Je comprends bien ce que vous pouvez ressentir. C’est sans doute ce que je ressentirais moi-même face à une telle situation.

Commençons par le plus terrible : vous vous demandez combien de temps cela peut durer. Derrière cette question il y a l’effroi, le chagrin, mais il y a aussi la lassitude : oui, il serait bon que cela se termine. Ce serait bon pour votre mère, car on se demande quel sens cela peut avoir de continuer ainsi ; mais ce serait bon pour tout le monde.

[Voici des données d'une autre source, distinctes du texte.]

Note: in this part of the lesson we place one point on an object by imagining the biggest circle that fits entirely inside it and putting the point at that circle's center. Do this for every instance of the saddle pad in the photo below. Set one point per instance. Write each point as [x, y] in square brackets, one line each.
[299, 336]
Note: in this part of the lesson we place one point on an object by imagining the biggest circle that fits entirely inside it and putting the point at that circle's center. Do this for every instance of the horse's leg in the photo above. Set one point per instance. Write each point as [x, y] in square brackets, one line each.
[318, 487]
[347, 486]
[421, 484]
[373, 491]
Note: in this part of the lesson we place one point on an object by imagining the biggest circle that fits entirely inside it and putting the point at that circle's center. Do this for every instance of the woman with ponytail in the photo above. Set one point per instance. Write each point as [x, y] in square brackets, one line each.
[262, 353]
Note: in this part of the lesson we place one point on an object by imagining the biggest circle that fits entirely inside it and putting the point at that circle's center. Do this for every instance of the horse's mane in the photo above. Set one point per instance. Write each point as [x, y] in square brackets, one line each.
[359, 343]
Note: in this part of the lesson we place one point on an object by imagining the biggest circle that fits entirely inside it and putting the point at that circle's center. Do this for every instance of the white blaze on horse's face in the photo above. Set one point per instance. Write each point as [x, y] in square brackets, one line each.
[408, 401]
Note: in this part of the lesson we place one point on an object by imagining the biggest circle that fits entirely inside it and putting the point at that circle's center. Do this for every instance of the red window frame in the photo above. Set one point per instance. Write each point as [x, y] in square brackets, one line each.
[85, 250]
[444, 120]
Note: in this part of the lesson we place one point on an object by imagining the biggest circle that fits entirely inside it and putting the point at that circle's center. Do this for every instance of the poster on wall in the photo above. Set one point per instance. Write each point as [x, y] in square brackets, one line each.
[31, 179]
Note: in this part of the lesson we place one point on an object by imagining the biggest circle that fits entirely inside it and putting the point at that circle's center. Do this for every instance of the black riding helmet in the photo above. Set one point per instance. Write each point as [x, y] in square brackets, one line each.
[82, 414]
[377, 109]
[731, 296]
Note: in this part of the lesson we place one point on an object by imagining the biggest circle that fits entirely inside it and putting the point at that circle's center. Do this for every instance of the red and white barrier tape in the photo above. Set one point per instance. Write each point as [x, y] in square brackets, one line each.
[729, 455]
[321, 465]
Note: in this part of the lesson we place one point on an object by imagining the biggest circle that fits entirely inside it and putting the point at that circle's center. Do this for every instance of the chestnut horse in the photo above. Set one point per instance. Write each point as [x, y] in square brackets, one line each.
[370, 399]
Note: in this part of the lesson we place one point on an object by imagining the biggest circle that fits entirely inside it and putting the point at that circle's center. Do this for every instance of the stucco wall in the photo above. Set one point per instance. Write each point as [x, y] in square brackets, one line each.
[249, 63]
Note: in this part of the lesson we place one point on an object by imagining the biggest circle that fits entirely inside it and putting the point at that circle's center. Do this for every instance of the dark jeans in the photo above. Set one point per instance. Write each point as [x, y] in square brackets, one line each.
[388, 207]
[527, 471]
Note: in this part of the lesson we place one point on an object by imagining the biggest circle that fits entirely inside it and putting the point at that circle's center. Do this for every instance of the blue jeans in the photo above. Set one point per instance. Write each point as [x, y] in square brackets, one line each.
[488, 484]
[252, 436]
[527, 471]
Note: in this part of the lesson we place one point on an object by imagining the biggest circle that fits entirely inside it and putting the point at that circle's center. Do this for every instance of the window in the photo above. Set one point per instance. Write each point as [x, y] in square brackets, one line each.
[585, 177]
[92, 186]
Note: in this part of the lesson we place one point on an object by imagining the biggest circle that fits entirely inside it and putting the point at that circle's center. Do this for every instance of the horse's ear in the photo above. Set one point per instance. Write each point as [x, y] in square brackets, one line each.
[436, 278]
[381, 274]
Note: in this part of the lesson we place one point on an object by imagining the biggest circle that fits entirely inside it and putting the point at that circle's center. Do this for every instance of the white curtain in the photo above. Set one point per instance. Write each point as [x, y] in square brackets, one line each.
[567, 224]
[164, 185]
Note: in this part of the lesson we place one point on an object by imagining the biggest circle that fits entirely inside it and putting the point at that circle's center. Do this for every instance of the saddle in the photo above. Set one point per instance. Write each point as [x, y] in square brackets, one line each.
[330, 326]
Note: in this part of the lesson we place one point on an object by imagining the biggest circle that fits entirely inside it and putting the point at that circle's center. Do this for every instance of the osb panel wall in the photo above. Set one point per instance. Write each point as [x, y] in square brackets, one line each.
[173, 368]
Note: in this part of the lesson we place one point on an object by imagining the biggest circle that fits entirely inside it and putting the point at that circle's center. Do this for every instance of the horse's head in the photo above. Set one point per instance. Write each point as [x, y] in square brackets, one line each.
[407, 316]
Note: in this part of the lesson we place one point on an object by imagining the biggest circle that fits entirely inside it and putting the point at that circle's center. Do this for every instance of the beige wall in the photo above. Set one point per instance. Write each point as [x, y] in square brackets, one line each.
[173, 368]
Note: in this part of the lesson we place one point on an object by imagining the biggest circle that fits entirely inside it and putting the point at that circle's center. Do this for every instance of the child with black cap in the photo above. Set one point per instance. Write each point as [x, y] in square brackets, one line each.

C’est une souffrance que de s’avouer un tel sentiment : qui pourrait sans honte souhaiter la mort d’un être cher ?

La réponse est : tout le monde. Tout le monde dans une telle situation souhaite qu’on en finisse. Je ne connais pas de famille qui n’en soit pas, sous des formes plus ou moins claires, plus ou moins diverses, plus ou moins étranges, passée par là. Quand on se met à penser cela on n’est pas un monstre, on ne fait qu’éprouver un sentiment universel, qui fait partie du deuil normal. Faire un deuil c’est accepter que l’autre s’en aille, c’est y consentir, c’est se rendre à l’évidence que le moment est venu où les choses doivent s’accomplir. Ajoutons qu’en fin de vie (mais sommes-nous en fin de vie ?) quand ce sentiment émerge, quand la famille demande « si cela va durer encore longtemps », c’est l’indice quasi infaillible que, précisément, cela ne va pas durer longtemps.

C’est seulement quand on est en paix avec ce sentiment qu’on peut aborder froidement la question posée.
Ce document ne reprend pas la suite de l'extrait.